Initial Separation of Poles to form a Bipolar Spindle is a Rapid and Irreversible Process

Abstract

A critical step in mitosis is the formation of a functional bipolar spindle, a complex molecular machine responsible for accurate chromosome segregation between daughter cells at the end of cell division. The ability of force-generating molecular motors to cross-link and slide anti-parallel microtubules has been implicated in formation of a bi-polar spindle. In the simple eukaryotic spindle of yeast, kinesin-5 (Cin8) and kinesin-14 (Kar3) has long been thought to drive the initial separation of duplicated spindle poles. Here we show that the spindle rapidly and irreversibly transitions from a compacted to extended state, and suggest that the underlying process is powered by the cross-linked bent microtubules as a loaded spring.Using 3-D electron tomography, we model and characterize the initial state of this process, revealing the microtubule overlap architecture on which the Kinesin-5 motor proteins bind.

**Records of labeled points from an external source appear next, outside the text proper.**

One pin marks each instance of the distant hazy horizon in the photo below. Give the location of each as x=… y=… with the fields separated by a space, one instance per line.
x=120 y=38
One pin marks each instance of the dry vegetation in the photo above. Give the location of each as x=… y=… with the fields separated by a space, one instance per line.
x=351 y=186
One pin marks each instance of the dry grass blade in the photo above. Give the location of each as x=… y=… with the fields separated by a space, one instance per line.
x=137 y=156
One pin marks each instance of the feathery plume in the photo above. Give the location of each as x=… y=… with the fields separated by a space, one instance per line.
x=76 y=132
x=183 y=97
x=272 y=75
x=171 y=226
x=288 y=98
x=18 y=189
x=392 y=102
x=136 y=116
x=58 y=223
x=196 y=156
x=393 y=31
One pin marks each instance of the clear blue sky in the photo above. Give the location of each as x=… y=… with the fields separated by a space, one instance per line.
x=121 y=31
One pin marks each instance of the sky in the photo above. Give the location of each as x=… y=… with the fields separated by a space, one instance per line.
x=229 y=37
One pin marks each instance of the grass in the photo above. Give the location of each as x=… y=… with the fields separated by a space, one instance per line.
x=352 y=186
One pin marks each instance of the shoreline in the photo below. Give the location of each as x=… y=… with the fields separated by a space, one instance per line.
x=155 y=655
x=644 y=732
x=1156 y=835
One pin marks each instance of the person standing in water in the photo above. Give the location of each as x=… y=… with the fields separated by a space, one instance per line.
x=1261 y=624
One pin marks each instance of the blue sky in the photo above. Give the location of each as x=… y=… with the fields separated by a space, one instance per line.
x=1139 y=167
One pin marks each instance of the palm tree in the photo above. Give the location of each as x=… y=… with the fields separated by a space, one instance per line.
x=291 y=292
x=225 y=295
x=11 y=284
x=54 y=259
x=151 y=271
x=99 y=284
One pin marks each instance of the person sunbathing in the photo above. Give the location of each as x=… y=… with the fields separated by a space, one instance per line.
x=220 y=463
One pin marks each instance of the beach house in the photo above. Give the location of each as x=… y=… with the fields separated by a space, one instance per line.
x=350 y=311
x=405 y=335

Combining in-vivo imaging with fluorescence labeling of spindle poles and tracking algorithms, we quantify transition characteristics such as spindle pole velocity. Critically, we measure the velocity of pole separation during this transition to be greater than that expected microtubule sliding via Cin8 or Kar3. We observed that the velocity of pole separation in a non-sliding but microtubule cross-linking Cin8 mutant (Cin8-3, Sablin et al., 1996) also supports an alternate process to motor driven anti-parallel sliding. Further characterization of the pole-separation mechanisms will clarify how this basic yet essential aspect of eukaryotic life is accurately completed.